PLATTSBURGH — Health-care providers across the region are fine-tuning their efforts to improve patient access to physicians and other providers.
The Adirondack Regional Medical Home Pilot, emphasizing preventive health-care measures to ward off serious and costly illnesses, has forged ahead in its first year of activity, with several highlights already under its belt.
"With the Medical Home, patients are actively involved in their health care," said CVPH Medical Center President Stephens Mundy.
ELECTRONIC RECORDS
The program focuses on strengthening patients' connections with their primary-care physicians, Mundy said, noting that improved record-keeping and focus on prevention will allow patients to take on a more active role.
"We have 27 participating practices in our region," including Plattsburgh, Malone and Elizabethown, said Karen Ashline, director of the regional program. "Everyone's moving forward at this time with the ultimate goal that every practice will have electronic medical records up and running."
The program also hopes to establish an electronic-prescription program so that doctors can submit most prescriptions to the pharmacy electronically, and the patient can then pick them up when needed.
STANDARDS OF PRACTICE
Physicians involved in the program are using nine uniform standards of practice to ensure the region is offering a consistent quality of care.

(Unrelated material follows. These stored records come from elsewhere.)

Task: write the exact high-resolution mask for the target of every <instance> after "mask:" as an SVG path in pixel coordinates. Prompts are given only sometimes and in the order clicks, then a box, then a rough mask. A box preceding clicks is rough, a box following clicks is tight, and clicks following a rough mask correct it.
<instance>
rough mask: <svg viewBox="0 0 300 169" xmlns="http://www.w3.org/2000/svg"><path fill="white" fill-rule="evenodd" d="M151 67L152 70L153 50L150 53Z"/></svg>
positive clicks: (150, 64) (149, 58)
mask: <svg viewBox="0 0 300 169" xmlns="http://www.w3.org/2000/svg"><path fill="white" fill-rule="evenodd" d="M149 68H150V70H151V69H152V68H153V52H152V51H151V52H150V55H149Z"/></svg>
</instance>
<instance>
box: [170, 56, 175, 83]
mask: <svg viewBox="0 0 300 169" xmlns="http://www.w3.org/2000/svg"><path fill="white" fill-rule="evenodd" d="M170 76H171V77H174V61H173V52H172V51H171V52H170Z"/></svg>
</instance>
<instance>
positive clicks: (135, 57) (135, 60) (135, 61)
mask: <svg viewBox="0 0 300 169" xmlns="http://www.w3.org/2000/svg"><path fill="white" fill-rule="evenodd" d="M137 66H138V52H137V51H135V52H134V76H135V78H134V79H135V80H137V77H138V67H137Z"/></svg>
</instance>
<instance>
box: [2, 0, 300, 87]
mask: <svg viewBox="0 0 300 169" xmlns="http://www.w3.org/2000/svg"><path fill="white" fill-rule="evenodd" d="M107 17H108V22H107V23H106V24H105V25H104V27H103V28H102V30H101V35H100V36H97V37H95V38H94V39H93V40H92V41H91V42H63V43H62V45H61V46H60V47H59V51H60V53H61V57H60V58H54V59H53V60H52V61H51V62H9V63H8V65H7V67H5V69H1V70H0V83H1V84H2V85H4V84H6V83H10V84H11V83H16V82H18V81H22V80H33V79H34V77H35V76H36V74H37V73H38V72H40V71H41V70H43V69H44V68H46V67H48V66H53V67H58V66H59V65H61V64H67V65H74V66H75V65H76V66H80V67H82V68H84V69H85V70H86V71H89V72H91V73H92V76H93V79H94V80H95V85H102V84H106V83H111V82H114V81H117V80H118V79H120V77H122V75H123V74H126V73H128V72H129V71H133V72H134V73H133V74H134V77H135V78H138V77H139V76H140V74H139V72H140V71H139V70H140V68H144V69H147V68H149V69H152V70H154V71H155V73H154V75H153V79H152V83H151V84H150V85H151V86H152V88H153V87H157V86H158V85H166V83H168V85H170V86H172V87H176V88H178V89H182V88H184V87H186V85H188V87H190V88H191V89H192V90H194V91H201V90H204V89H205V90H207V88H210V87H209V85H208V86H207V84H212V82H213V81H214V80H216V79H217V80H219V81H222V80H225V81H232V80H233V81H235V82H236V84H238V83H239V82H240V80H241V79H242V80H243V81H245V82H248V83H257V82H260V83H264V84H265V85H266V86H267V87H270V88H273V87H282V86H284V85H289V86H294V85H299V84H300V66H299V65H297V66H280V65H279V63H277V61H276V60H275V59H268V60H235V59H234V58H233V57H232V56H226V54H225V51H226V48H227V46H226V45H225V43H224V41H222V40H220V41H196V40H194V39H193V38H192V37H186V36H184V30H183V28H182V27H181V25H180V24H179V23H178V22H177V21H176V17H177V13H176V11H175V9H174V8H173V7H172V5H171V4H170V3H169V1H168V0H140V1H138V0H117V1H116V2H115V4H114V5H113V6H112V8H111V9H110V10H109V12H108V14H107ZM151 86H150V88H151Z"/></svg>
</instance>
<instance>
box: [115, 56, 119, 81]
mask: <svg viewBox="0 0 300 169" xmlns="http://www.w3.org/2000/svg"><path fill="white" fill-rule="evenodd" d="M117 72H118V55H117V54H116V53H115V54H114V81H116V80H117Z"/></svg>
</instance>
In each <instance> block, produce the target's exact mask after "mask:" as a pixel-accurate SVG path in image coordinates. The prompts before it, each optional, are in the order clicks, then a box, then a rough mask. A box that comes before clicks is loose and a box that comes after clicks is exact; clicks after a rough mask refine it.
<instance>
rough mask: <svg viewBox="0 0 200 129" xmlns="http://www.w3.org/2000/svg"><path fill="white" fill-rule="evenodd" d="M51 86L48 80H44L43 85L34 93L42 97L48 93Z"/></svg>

Broken into two categories — adult primary care and pediatrics — the program has highlighted specialized areas of concern for each group.
For pediatricians, obesity, preventive care and asthma are the areas of focus, while physicians for adult care are pinpointing diabetes, high-blood pressure and coronary artery disease.
"Physicians are looking at evidence-based guidelines — the same measures across the board — to measure the success of the program," Ashline said.
INSTANT UPDATES
"Will this help me take better care of any individual patient—" said Plattsburgh physician Dr. David Anderson. "I'm not sure it will, but it will give me a better understanding of how my practice is doing as a whole."
Anderson and his staff have been switching over to a complete electronic medical-records format over the past year.
Each time Anderson sees a patient, he records that day's exam electronically and updates the patient's history in the computer files.
"In some ways, the Medical Home is not so much an agent of change but more of a system designed to take care of people with more organized records.
"A lot of it is driven from a business perspective, how we can make health care more efficient and less expensive."
Improved medical records will help cut down on complications from unnecessary medical procedures, fewer duplication of tests and better control of interaction from prescription medications, he added.
BETTER REIMBURSEMENT
The program will also benefit physicians by improving connections with insurance companies and gaining improved reimbursement rates for primary-care services.
"It may go a long way to revitalize primary care," Anderson said. "Fewer doctors are going into primary care; a new doctor is three times more likely to go into a specialist field.
"One of the drivers (for promoting the Medical Home concept) is that if you participate as a primary-care doctor and meet the criteria, you will be reimbursed at a higher level."
ASSESSING CARE
Plattsburgh's four pediatrician offices meet on a regular basis to discuss regional health-care issues as part of their involvement in the Medical Home.
"We sit down together and talk about how we're going to approach disease, how we're going to synchronize care," said Dr. Heidi Moore of Mountain View Pediatrics.
"It's an assurance that each patient is going to receive the same quality of care, no matter where they go.
"We've held hospital department meetings once a month for a long time, but they were designed more toward housekeeping issues," she added. "We've never come together for outpatient care to the extent we are now."
Moore's office has been using electronic medical records since opening about five years ago and moved into the program with a head start on their record-keeping.
But the Medical Home will help them and the other primary-care offices provide the evidence that shows they have been following acceptable standard when caring for their patients.
"We focus on many ways to improve our quality of care," Moore said. "When we do a report that shows our level of care, there's no doubt."
RECRUITMENT
Whereas the region is facing a shortage in family doctors, pediatrics is well covered, and Moore expects the service to continue doing well locally as the Medical Home concept grows.
"With better reimbursements (through Medical Home incentives) and top-of-the-line technology, that's the kind of stuff that you can sit down at the recruiting table and attract the best doctors to the region."